Cuando era niño dejaba atrás su cuerpo y su alma y contemplaba desde el exterior aquella segunda persona completamente nueva. «Ahora pasa por delante del Banco Otomano -pensó Galip como si siguiera con la mirada nuevas personalidades con las que se envolvía en su infancia. Ahora pasa sin volver siquiera la cabeza por delante del edificio Sehrikalp, donde vivió tantos años con sus padres y sus abuelos. Ahora se detiene ante la farmacia donde el hijo de un practicante está sentado detrás de la caja y mira el escaparate.
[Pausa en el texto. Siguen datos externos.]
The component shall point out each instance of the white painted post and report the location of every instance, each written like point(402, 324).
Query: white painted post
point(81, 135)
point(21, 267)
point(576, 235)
Ahora pasa sin el menor temor por delante de la comisaría, ahora mira con cariño, como si fueran viejos amigos, a lo maniquíes que hay entre las máquinas de coser Singer. Ahora, como las personas decididas que tienen un objetivo concreto, camina hacia el corazón de un misterio, de una conspiración cuyos menores detalles llevan años preparándose cuidadosamente…».

Cruzó de acera y, después de recorrer el mismo camino hacia atrás, cruzó de nuevo y anduvo hasta la mezquita bajo los escasos tilos y los balcones con paneles publicitarios. Luego caminó en la dirección contraria por la misma acera. En cada ocasión daba la vuelta algo más arriba o algo más abajo de la calle ampliando su «terreno de investigación», en cada ocasión observaba con cuidado en su antigua y triste personalidad ciertos detalles de los que no se había dado cuenta previamente y los grababa en un rincón de su memoria: en el escaparate de la tienda de Aladino había una navaja de muelle entre los viejos periódicos apilados, las pistolas de juguete y las medias de nailon; la señal de dirección obligatoria que debía indicar la calle Tesvikiye señalaba al edificio Sehrikalp; el pan seco dejado sobre el bajo muro de la mezquita había enmohecido a pesar del frío; algunas de las palabras de las pintadas políticas escritas junto a la puerta del instituto femenino tenían doble sentido; Atatürk, desde la fotografía en la pared de una de las aulas cuyas luces se habían quedado encendidas seguía mirando al mismo lugar a través del polvoriento cristal de la ventana, al edificio Sehrikalp; una mano misteriosa había prendido imperdibles a los capullos de rosa que había en el escaparate de una floristería. Los vistosos maniquíes del escaparate también miraban hacia el edificio. Galip miró largo rato aquel piso, como los maniquíes. Cuando, como los maniquíes, se sintió una imitación de las fantasías soñadas en otros países y de los protagonistas, que jamás se dejaban engañar, de las novelas policíacas que nunca había leído pero que tanto le había escuchado a Rüya, a Galip le pareció lógica la idea de que Celâl y Rüya podían encontrarse allí, en aquel piso alto al que señalaban con sus miradas los maniquíes. Se apartó de la fachada del edificio como si huyera y caminó en dirección a la mezquita.